Before I got the brilliant idea to run off to Vegas, he and I were actually kind of getting along. I think that Mason fucking up so badly and pissing everyone off made me look pretty good by comparison. The routine was comfortable. Even though we spent every moment together, there were a couple of good weeks in there where we barely had any arguments at all and I didn't piss Rube off enough to get punished even once. It was kind of cool.

One morning we had to go to a convention in a hotel downtown. It was some kind of big meeting for companies that made promotional crap to sell to other people at concerts or sporting events or something. I don't know. I don't really care. It's just a good example of how we were getting along and almost liking each other. It was my reap. I had to reap someone named T. Gardner and we got there an hour and a half early so we could wander around and find him. Or her, we thought it might have been a her but it turned out to be a he. Again, I don't really care about that - it's just part of the story to show that we were getting along.

ANYWAY. So we looked around, I found the guy, took his soul by "accidentally" bumping into him, and then we had to wait around for him to bite it. So we walked around the convention hall. It was full of people, really crowded and set up with rows and rows of these collapsible booths that had banners on them. People displayed the stuff they were trying to sell to each other and the convention-goers wandered around eyeballing the merchandise and trying to make deals. It was loud and boring.

Rube tried to get me interested in what was going on by talking about the finer points of selling things. We were standing against the wall of the convention hall, near an exit but within eye shot of my reap, who had his own booth. He was trying to sell a machine that I think was supposed to embroider designs on baseball hats. It wasn't working, and he was trying to fix it. At the moment he was kneeling down in front of it with his face very close to the part that did the actual embroidery. Rube checked his watch and told me that the dude only had four minutes until he died.

"I bet that machine kills him," I said. "I bet it will kick on and sew his face onto a hat, and he'll bleed to death before the ambulance gets here." I saw a flicker out of the corner of my eye that told me the gravelings were already at work on whatever they had planned.

Rube shrugged and said that was too obvious. I asked him what he thought would happen, if he was so smart. He pointed at a nearby booth that had a really, really enthusiastic blonde guy selling promotional t-shirt cannons. The guy was fucking nuts. He was like an infomercial host. He was scaring people by yelling at them, waving them over and then pointing the cannon at them to show how powerful it was.

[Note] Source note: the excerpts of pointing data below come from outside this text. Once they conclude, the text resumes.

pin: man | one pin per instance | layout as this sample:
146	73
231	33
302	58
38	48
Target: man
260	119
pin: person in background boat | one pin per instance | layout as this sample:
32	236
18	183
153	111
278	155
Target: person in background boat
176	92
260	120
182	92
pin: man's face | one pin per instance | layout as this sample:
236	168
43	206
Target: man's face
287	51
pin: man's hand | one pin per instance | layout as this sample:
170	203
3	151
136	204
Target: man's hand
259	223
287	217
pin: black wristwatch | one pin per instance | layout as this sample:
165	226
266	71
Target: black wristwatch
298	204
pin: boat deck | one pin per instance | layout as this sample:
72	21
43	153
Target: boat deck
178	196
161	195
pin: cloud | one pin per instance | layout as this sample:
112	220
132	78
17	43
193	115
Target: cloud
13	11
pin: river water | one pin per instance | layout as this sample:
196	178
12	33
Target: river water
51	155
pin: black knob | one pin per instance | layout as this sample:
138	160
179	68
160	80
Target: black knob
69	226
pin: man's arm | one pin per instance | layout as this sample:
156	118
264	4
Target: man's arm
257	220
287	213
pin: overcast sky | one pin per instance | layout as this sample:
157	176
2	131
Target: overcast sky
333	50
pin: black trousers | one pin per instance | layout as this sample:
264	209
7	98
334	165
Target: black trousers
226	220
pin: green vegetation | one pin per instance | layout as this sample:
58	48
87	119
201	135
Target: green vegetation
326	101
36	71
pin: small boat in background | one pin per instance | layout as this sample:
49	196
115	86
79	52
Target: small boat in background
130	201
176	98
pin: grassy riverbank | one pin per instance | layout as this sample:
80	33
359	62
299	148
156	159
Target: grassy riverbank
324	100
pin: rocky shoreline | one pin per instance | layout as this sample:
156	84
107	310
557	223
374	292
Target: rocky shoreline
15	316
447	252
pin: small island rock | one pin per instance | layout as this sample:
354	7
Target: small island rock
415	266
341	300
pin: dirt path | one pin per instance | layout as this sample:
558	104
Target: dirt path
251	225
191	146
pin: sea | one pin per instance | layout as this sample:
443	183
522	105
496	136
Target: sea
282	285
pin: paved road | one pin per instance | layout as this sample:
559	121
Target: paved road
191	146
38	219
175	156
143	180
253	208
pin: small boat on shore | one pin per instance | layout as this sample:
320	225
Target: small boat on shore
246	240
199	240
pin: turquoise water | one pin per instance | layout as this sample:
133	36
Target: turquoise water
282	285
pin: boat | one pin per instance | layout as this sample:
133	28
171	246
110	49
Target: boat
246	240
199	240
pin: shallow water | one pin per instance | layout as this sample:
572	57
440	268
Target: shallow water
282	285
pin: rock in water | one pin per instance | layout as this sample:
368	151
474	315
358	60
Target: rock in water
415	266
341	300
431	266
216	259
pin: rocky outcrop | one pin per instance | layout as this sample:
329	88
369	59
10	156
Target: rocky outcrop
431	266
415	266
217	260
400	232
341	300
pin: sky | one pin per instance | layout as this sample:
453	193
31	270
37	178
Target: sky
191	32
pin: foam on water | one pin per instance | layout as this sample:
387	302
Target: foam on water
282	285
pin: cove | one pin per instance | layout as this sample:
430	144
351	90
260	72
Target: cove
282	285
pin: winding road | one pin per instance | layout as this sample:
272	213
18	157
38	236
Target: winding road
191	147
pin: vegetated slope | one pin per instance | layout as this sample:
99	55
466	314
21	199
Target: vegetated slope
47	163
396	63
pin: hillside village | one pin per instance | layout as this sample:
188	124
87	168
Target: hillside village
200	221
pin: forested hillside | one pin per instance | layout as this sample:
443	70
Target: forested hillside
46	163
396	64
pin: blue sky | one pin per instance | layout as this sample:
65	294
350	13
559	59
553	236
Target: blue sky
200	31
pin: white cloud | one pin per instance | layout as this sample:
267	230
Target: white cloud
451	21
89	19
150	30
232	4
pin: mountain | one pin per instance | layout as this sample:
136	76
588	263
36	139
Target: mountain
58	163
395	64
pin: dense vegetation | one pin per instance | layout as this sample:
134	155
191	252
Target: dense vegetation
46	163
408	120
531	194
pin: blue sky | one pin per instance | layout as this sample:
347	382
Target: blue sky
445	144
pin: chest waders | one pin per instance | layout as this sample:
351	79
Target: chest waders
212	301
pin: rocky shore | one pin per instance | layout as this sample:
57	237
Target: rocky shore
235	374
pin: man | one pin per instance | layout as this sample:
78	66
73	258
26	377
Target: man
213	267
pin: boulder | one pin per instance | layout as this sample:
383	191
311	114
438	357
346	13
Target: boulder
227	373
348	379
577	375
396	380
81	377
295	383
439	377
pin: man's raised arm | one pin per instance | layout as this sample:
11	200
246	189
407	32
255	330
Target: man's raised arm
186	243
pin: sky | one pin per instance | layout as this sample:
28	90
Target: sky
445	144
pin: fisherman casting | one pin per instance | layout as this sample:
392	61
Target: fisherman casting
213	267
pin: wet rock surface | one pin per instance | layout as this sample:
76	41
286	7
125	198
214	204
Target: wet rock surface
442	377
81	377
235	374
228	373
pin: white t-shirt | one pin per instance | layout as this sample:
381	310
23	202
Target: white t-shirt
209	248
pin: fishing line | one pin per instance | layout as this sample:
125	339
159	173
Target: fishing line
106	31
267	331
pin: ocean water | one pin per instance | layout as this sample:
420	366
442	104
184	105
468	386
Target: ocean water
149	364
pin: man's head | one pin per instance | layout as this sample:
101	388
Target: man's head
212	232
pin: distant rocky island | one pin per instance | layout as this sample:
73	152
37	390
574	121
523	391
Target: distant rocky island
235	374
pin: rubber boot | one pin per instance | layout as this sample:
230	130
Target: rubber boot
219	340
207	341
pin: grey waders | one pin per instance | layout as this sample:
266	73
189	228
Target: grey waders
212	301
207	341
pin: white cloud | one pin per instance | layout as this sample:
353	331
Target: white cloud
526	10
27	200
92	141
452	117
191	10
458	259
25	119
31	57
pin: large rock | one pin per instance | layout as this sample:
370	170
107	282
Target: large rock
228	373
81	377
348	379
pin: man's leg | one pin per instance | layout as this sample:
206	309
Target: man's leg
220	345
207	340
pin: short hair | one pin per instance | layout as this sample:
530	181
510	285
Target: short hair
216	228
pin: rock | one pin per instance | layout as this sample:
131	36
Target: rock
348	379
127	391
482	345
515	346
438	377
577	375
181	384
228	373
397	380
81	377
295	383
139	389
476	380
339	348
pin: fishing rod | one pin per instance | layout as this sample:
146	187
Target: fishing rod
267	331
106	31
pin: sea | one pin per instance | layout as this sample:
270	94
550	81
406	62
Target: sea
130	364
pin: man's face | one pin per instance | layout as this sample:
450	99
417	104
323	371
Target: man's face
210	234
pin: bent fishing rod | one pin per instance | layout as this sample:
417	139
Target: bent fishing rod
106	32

"Cannon goes off, hits the machine, which starts it. Your reap gets a needle in the face, jumps up, stumbles backward and falls onto that flimsy wooden folding chair behind him. That breaks, your guy gets impaled on a piece of splintered wood, soul pops out, we're on our way."

I rolled my eyes. "Come on. That's way too complicated. You always complicate things."

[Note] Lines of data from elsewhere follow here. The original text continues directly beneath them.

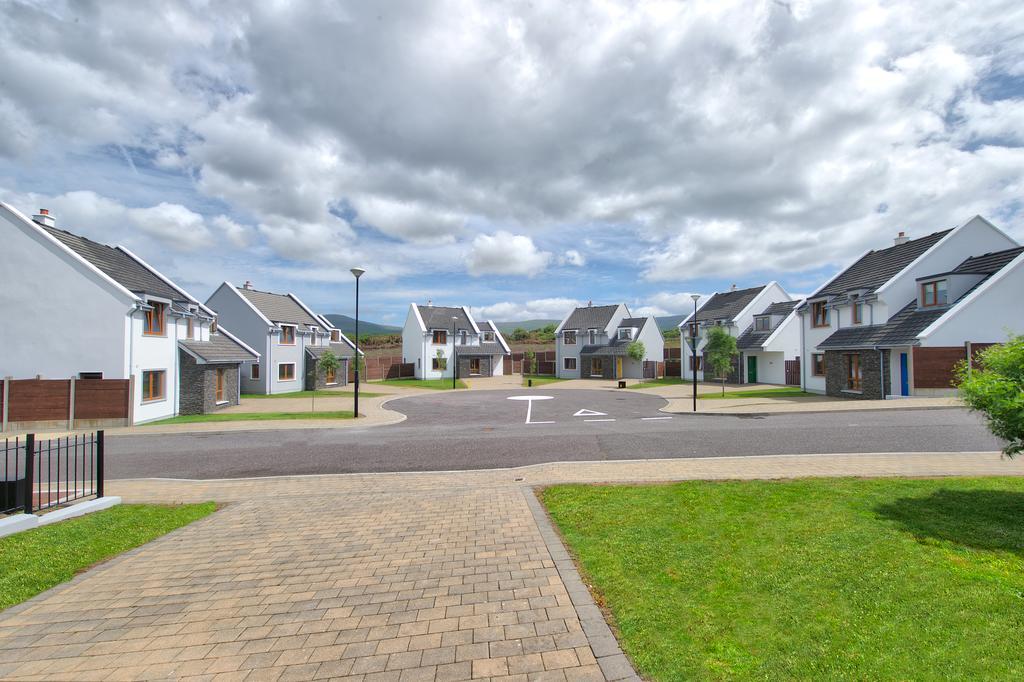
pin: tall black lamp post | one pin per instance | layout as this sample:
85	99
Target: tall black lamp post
693	344
357	272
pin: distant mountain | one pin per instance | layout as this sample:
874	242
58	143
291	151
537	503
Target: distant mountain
528	325
347	326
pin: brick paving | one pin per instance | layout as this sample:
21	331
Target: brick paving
368	577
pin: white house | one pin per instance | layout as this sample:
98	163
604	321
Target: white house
735	310
897	321
120	317
593	341
434	334
290	336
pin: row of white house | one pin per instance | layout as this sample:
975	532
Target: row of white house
121	318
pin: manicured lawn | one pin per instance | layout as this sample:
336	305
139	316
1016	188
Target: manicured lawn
36	560
252	417
320	393
665	381
814	579
540	381
435	384
786	391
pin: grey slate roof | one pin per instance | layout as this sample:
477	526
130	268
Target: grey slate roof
118	265
727	304
439	316
280	308
877	267
219	348
590	316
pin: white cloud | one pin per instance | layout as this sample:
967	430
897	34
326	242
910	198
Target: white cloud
505	253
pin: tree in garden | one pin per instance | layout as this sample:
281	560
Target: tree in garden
995	387
720	349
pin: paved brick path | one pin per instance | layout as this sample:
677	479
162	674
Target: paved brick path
390	577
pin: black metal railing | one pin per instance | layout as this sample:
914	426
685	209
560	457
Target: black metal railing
38	474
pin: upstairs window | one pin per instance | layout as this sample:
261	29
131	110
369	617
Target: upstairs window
819	313
933	293
155	320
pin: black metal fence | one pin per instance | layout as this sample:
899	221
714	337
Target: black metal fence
38	474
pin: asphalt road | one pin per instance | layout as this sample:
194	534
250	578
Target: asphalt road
485	429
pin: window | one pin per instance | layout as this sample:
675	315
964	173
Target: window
933	293
155	317
818	365
154	383
819	313
221	380
853	372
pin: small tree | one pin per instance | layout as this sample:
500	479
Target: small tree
995	388
720	349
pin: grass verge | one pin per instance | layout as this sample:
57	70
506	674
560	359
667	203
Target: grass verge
251	417
36	560
813	579
434	384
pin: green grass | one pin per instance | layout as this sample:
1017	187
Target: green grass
252	417
36	560
665	381
813	579
541	380
434	384
320	393
787	391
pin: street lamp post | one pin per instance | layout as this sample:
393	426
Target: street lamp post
357	272
693	345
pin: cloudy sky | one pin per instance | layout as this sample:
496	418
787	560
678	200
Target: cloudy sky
517	157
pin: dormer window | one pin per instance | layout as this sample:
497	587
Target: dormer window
934	293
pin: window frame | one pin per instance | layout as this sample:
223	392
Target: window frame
147	394
282	366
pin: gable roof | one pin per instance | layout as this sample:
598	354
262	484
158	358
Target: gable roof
118	265
727	304
877	267
280	308
591	316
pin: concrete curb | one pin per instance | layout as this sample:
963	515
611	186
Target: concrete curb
609	655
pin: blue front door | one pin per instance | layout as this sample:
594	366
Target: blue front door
904	376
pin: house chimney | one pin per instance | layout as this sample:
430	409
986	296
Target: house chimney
44	218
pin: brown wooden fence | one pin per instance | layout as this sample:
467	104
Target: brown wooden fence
25	402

"I complicate things?" He said. "I don't think so. Not me. You're projecting, kiddo."

I just rolled my eyes again. Rube is so full of shit sometimes. He kept talking.

"No, I believe in simplicity. It's my approach to life." He jerked his head toward the t-shirt cannon man. "Take him, for example. He's got his approach all wrong. He's trying too hard to impress. He's fucking up the gears of commerce, taking a simple exchange of goods for money and turning it into a circus act."

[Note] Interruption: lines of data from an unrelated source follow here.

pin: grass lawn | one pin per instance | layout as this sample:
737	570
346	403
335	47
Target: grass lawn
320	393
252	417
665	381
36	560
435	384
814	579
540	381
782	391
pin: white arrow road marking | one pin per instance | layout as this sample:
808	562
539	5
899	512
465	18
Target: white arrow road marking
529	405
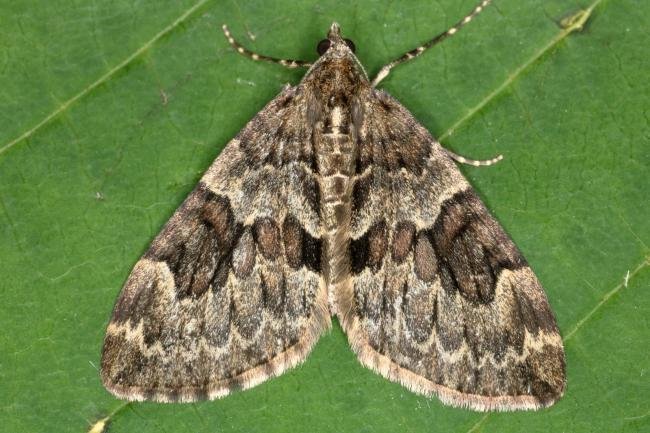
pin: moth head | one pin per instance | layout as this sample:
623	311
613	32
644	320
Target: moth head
335	43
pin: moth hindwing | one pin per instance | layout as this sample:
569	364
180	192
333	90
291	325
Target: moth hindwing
334	200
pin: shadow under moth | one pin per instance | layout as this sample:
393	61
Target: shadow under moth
334	200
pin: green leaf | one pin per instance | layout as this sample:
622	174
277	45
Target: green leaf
110	111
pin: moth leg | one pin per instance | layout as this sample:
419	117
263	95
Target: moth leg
287	63
383	72
475	162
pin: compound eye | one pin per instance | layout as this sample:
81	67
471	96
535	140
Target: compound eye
323	46
350	45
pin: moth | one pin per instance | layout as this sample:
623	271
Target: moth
334	200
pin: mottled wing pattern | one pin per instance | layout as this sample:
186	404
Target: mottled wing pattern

I watched the man show how light the cannon was and how easy to operate by twirling it over his head, pretending to fire it in all directions. Shoppers took cover. I said he was just trying to make money.

"He's not going to have much success that way," Rube answered. "The trick is to draw the customer in. It doesn't matter what you're selling. He's too busy showing off the merchandise. Hell, the merchandise could be shit in a box and he could still move it if he knew how to sell."

I laughed. Shit in a box.

Rube said that sales is totally psychological, and as a salesman you have to sell yourself. Sell your story. Sell the desire and the urgency for the customer to have what you have, and you've got it made.

I asked how he knew that.

"I used to be a pitch man. Didn't I tell you that? I don't mind telling you that I was great at it, too. I could sell anything."

"What kinds of things did you sell?"

He listed them in a bored tone of voice. "I sold hair tonic, furniture, cars, ladies' underwear, mousetraps, bibles, ah... what else? Everything. Anything that wasn't bolted down. I could make a man buy the shoes he was wearing and thank me for the privilege."

"Sounds like a con," I said. I was actually thinking it sounded like a pretty sweet way to make money.

Rube shrugged. "In a sense. Probably. I wasn't dishonest. I always told the customer exactly what they were buying. Whether or not the listened, well, that wasn't up to me."

I asked Rube to show me a few of his sales techniques, and he gave me that look like he was trying to figure me out. He said maybe later and pointed at my reap. Something was about to happen.

We were both kind of right about how T. Gardner would bite it. He was still kneeling down over his machine, trying to get it started, while in the next booth the blonde cannon man was showing a prospective customer how to load the thing. He picked it up and it accidentally went off, aimed right at T. Gardner's booth. At the same moment, T. Gardner decided to stand up. He got hit in the face with a tightly rolled up t-shirt flying at about 120 miles per hour. He stumbled backward, tripped and hit his head on the edge of the chair on the way down. It didn't break but it flipped over onto his face as he fell on his back.

Some people laughed, but that stopped when he didn't get up. Rube, T. Gardner's soul and I watched as a crowd of people gathered around his body. Someone had lifted the chair off of him and was trying CPR.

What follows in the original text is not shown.